Sunday, 2 December 2012

CSC236 SLOG#6

I have had a madly busy week. I have worked all day in every day of the week to get the assignments due, which makes me recall a funny incident in my statistic class. In the other day, the professor is asking when would think a bath-tub distribution occurs in real life. And then, a student answered, "the time you spend studying throughout a semester. Haha, that was good.
I have just handed in another computer science assignment tonight. Part of the assignment was asking us to describe a modification on an existing code in order to carry out some extra features. The tricky part is, it does not want us to make the modification, instead, it want us to describe it so other people can understand. Quite frankly, I found the work much harder than and more tedious than modifying the code directly. I was joking to myself maybe that's way I am in computer science instead of social science. Then I realize that codes and the language we use for proof in CSC236 are designed to be concise, uniform and unambiguous, unlike real language. When we try to convey ideas through real language, I have to make assumptions about others' knowledge, intelligence and even emotional state.
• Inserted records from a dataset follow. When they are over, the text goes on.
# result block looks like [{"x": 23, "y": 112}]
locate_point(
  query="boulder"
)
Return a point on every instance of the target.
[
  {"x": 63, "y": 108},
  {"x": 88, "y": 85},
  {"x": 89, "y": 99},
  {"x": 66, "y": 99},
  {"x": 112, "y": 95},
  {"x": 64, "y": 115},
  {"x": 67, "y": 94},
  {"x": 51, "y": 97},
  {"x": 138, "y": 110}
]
More importantly, there are many ways to convey the same thing in real language; and what is even more serious is that different things can be conveyed by the same sentences. So I am still struggling between the real language and the computer language...
I am starting to solving a challenging math question that I found on the problem wiki website. The problem I am woking on is the free lunch question. It is quite interesting, and I am already making some progress. I will get it update soon.
Now I need to get some sleep, night!